BSP may cut SDA rates further
MANILA - The Philippine central bank is considering more cuts in its short-term special deposit account facility as inflation is expected to remain benign, but said such a move does not mean it is easing monetary policy.
The central bank has lowered the rate it pays on placements with its special deposit accounts (SDA) by a total of more than 100 basis points in the six months to January after the facility attracted huge volume of funds seeking higher returns following a sustained fall in local interest rates.
By cutting the SDA rate, the central bank is encouraging banks to lend more to the consumers and drive domestic demand in the economy. It will also lower the monetary authority's sterilisation costs.
"We will review whether there is scope for further reducing the SDA rate considering that the economy is doing very well, inflation is benign, bank lending remains strong, and domestic liquidity remains appropriate with the pace of economic activity," Diwa Guinigundo, deputy governor of the Bangko Sentral ng Pilipinas (BSP), told reporters over the weekend.
"It should be clarified that any changes at this point in the SDA rate do not necessarily capture the monetary policy stance of the BSP. It is still the policy rate that defines the stance of monetary policy," he said.
The central bank will meet on March 14 to set policy rates.
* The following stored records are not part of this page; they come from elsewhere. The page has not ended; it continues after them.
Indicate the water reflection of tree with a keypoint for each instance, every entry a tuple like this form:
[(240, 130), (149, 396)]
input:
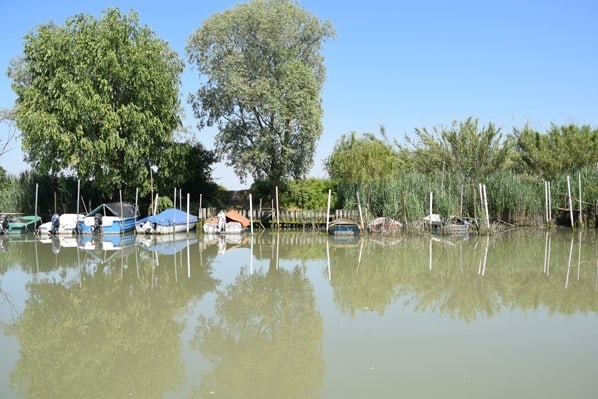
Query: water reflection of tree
[(265, 338), (108, 335), (361, 280)]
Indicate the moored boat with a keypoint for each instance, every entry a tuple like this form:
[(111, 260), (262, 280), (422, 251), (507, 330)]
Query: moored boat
[(19, 224), (169, 221), (343, 227), (384, 225), (65, 224), (231, 222), (109, 218)]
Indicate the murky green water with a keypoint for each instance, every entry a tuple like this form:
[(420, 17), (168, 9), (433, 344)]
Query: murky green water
[(300, 315)]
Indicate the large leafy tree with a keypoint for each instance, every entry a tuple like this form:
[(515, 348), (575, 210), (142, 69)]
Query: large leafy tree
[(362, 159), (467, 150), (562, 149), (262, 73), (98, 98)]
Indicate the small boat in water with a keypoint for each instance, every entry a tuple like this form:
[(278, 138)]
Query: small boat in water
[(343, 227), (19, 224), (109, 218), (169, 221), (384, 225), (65, 224), (231, 222)]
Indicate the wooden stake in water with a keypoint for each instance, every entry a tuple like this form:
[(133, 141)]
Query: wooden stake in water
[(277, 211), (251, 213), (570, 202), (431, 198), (580, 219), (328, 210), (360, 214), (188, 205), (486, 206), (36, 188)]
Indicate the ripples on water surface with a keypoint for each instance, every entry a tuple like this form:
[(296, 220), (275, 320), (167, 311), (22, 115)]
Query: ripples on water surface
[(300, 315)]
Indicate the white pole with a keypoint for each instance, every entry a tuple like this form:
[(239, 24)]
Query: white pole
[(122, 216), (549, 203), (328, 258), (359, 207), (570, 203), (188, 204), (78, 194), (431, 200), (580, 215), (251, 213), (277, 211), (481, 196), (328, 210), (546, 201), (486, 207), (199, 212), (36, 190)]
It has kept its overnight borrowing rate steady at a record low of 3.5 percent as inflation expectations remained well anchored and the domestic economy recorded stronger-than-expected growth in 2012.
It expects inflation to average 3 percent this year, well within its 3 percent to 5 percent target band.
Analysts expect the central bank to keep its policy rate unchanged until the second half of this year when it may start to consider hiking as an uptick in the economy starts pushing up consumer prices.
Following two cuts in SDA rates in January and July last year and an automatic reduction with the cut in policy rates in July and October, the central bank now pays a flat rate of 3.0 percent for all SDA tenors ranging from one week to a month.
That rate is still higher than secondary market rates for government debt paper one year and below of around 1 percent or less.
In July, the central bank also tightened SDA rules to keep foreign funds out of the facility to discourage dollar flows that have helped the peso become Asia's second best performing currency last year.
Funds placed with the SDA window totalled P1.8 trillion ($44 billion) in the week ending Feb. 8, down from a record P1.9 trillion in September, according to latest central bank data.
Guinigundo also said prolonged easier monetary policy and sharper budget cuts in the United States will further push risk-averse funds towards emerging markets such as the Philippines, adding to the strong inflow of portfolio funds in the local market.